这一回宫,又不知道什么时候才见面,他又不能像顾颂那样光明正大地老往沈家跑,偷偷摸摸就更不合适了,可楚王却又不同,他有淑妃为助,即使到不了沈家,也可以下旨让华氏带着她进宫去,万一这一来二去她真对楚王动了心,他岂不是说什么都晚了?
那号角声每吹一响,他心里就越往下沉一分。
沈雁也被韩稷给气着了。什么叫她想好了嫁给楚王?若不是看在全宫里这么多人的份上,她非把他骂个狗血淋头不可。
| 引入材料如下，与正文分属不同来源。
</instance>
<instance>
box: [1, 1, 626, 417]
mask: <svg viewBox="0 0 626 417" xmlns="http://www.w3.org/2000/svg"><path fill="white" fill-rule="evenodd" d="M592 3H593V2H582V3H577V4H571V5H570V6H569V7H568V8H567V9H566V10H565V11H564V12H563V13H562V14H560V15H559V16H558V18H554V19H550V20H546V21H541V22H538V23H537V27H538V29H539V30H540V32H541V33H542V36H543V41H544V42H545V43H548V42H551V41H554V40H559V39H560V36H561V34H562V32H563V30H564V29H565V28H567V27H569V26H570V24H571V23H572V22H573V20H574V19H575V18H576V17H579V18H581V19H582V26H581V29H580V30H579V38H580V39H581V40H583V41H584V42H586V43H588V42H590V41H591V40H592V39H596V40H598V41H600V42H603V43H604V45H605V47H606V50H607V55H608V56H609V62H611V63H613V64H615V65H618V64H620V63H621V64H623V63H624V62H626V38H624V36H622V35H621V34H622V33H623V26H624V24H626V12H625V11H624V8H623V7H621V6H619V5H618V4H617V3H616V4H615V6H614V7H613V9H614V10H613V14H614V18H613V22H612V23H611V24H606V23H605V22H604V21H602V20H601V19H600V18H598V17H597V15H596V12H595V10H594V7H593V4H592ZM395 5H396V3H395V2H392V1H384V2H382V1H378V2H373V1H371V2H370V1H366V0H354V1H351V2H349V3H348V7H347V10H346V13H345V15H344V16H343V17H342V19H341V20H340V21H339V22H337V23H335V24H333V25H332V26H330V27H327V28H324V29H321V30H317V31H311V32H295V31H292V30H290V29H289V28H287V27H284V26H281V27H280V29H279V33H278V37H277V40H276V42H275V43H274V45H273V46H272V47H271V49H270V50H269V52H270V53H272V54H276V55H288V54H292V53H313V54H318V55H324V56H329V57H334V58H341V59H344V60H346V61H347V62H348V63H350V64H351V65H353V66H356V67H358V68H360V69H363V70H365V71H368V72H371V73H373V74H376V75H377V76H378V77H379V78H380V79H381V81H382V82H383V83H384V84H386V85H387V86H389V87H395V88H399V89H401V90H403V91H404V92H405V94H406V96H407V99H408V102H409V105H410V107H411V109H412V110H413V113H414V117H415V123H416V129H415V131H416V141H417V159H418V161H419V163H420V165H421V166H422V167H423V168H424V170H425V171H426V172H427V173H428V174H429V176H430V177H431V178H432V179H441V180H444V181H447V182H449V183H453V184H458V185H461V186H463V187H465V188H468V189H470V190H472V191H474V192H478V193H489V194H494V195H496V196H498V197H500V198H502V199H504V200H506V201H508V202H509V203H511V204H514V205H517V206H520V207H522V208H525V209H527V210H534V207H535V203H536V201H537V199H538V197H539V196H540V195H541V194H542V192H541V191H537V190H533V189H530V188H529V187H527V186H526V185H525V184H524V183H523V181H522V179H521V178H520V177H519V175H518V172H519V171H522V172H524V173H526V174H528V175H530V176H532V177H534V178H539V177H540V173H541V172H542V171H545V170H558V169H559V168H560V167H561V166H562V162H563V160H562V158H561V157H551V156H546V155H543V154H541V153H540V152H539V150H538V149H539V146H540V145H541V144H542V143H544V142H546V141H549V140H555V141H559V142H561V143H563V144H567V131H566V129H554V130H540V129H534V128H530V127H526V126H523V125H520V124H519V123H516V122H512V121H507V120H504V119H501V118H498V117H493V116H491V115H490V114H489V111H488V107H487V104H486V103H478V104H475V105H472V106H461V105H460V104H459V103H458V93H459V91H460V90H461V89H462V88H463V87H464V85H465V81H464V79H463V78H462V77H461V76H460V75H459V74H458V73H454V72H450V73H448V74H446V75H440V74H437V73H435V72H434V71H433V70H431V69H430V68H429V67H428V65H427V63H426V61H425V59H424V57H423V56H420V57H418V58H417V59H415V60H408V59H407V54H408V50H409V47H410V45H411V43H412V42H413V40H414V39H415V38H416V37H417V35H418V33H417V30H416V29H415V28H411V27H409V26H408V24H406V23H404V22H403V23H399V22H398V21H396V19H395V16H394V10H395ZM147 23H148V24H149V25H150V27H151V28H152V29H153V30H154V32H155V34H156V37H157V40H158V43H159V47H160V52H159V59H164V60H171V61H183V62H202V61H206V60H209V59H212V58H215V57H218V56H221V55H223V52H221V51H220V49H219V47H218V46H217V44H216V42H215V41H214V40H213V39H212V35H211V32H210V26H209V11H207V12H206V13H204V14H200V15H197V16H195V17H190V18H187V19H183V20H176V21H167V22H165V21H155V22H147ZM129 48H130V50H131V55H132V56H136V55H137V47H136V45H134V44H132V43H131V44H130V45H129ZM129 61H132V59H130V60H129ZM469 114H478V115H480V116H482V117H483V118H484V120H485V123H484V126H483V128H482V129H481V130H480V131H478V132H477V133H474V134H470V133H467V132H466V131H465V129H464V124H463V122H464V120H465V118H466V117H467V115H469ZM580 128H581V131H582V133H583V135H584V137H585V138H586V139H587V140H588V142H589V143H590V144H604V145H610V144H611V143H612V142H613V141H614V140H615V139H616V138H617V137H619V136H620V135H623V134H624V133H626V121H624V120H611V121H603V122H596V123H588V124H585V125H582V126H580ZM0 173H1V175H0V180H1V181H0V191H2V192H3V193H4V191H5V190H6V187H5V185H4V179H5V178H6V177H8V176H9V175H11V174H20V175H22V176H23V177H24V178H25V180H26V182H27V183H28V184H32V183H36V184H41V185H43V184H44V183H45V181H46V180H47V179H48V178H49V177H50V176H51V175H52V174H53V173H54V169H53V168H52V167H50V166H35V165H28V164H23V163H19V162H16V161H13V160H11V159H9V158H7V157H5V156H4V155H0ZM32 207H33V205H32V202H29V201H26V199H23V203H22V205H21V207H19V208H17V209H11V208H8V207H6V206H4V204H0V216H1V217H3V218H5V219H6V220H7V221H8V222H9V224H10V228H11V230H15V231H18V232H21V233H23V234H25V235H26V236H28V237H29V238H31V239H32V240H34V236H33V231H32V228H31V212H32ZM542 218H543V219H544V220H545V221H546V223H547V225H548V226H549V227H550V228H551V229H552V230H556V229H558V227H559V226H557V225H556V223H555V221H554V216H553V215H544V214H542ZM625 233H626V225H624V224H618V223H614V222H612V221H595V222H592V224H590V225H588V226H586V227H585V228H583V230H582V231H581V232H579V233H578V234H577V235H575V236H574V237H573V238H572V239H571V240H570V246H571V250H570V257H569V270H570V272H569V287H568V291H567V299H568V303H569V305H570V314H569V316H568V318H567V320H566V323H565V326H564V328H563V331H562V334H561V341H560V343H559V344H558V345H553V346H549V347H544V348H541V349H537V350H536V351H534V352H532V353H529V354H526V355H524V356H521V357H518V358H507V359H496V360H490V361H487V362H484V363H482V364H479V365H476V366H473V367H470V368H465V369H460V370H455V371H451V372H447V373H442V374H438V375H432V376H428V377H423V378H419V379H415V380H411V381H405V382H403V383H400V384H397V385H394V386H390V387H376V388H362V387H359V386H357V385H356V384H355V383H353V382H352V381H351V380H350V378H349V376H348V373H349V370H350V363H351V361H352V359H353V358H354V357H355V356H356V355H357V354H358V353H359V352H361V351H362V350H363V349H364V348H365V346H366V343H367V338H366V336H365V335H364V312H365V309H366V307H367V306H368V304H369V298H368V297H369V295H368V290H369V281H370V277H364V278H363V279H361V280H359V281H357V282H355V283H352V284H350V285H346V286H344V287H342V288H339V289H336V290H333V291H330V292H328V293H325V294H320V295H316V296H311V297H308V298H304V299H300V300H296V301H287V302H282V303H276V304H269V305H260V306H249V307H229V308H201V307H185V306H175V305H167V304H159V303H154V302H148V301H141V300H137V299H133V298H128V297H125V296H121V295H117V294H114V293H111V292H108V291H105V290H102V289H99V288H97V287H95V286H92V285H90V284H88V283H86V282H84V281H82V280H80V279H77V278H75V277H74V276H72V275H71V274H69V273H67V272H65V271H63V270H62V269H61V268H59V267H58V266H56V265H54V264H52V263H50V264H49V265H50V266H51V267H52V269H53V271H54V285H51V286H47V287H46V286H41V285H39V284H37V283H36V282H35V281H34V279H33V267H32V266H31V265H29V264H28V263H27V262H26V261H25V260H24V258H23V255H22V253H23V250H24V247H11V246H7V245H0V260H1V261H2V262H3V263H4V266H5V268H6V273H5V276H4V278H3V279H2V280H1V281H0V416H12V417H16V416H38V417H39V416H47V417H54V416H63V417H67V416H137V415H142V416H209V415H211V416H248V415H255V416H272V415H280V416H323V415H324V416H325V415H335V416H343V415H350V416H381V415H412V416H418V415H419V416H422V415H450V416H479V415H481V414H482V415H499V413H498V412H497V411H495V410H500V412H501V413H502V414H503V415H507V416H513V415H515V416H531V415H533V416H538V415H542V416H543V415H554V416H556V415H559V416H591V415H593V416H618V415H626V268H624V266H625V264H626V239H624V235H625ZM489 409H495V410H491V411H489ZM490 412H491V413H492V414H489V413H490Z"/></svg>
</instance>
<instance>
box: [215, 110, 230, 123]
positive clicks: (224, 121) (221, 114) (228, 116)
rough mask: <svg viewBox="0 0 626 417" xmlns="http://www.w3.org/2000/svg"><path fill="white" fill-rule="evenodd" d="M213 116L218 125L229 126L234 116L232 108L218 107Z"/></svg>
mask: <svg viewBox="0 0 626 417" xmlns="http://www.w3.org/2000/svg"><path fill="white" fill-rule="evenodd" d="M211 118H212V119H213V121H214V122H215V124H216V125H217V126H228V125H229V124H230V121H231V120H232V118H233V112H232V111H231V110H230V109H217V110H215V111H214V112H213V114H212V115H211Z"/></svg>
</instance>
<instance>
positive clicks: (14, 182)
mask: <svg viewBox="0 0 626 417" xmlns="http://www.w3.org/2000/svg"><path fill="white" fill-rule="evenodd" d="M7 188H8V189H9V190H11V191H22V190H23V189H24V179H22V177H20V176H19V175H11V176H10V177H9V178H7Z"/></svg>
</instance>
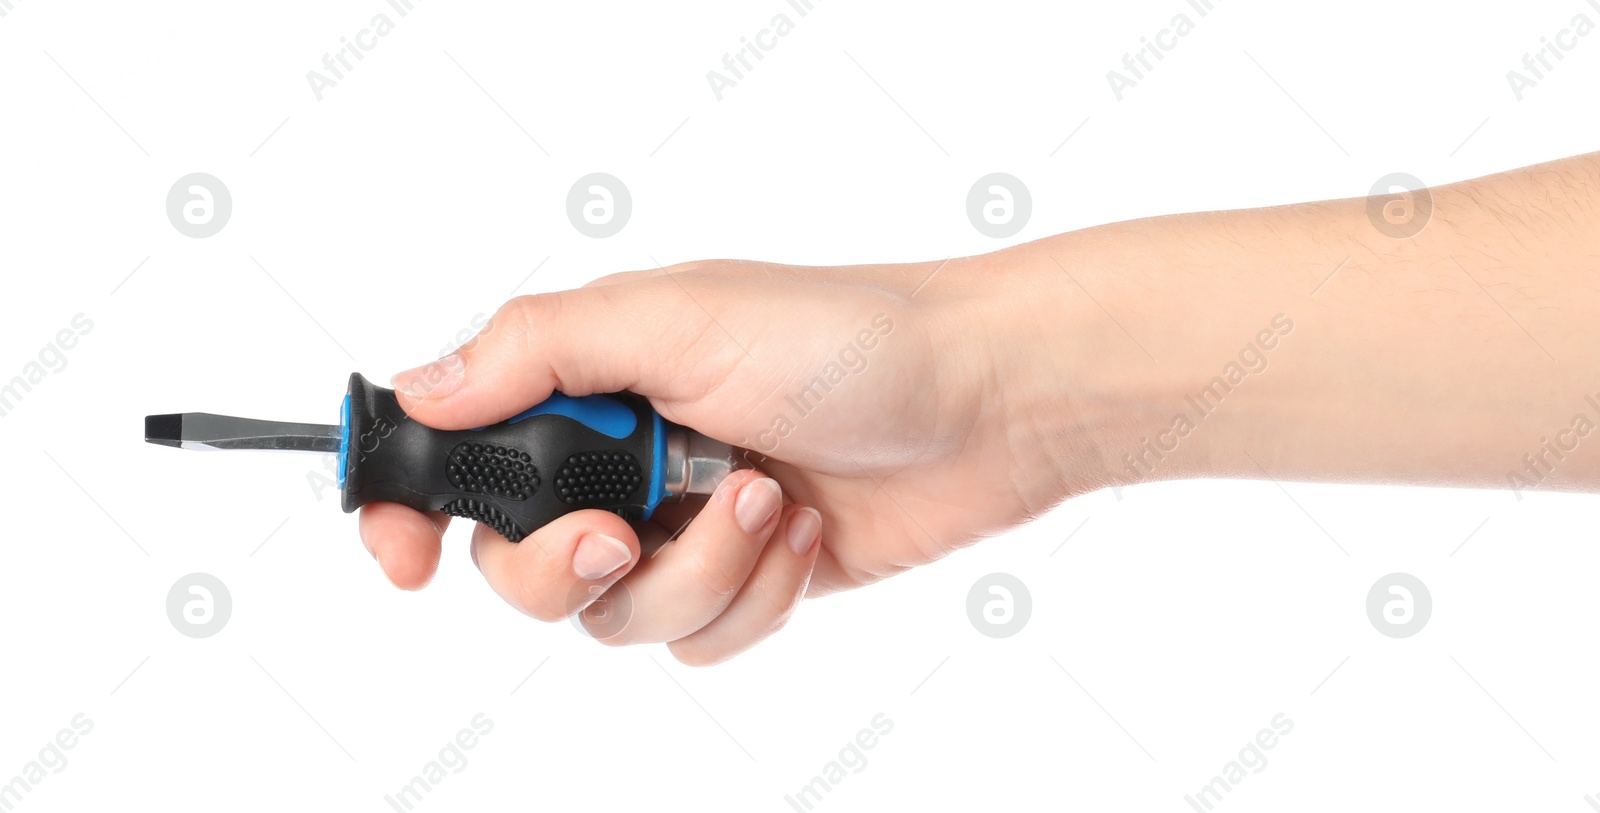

莫说沈家没有与宗室联姻的先例,就是允准,她也不会跟楚王有关系不是,就她这种眼里揉不进沙子的人,楚王敢打顾颂的主意,还任凭柳曼如出她的丑。这种人莫说招为夫婿。就是平日往来都得保持些距离罢?
她上辈子嫁了个秦寿,难不成这辈子还要这么倒霉?
还说不理她了,也不想想她还想不想理他!
睡眼惺忪地起来妆扮好。就出宫到了马车上,为了照顾她脚伤,途中可以有地方躺躺,华氏与扶桑她们另乘了一车。
正在整队的时候。车壁忽然被人敲响了。
撩帘一看,一张板着的大俊脸出现在窗口。韩稷手扶长剑一身戎装站在车下,木着嗓子递进来一个小布包:“这几日要换的药,辛乙让我给你。”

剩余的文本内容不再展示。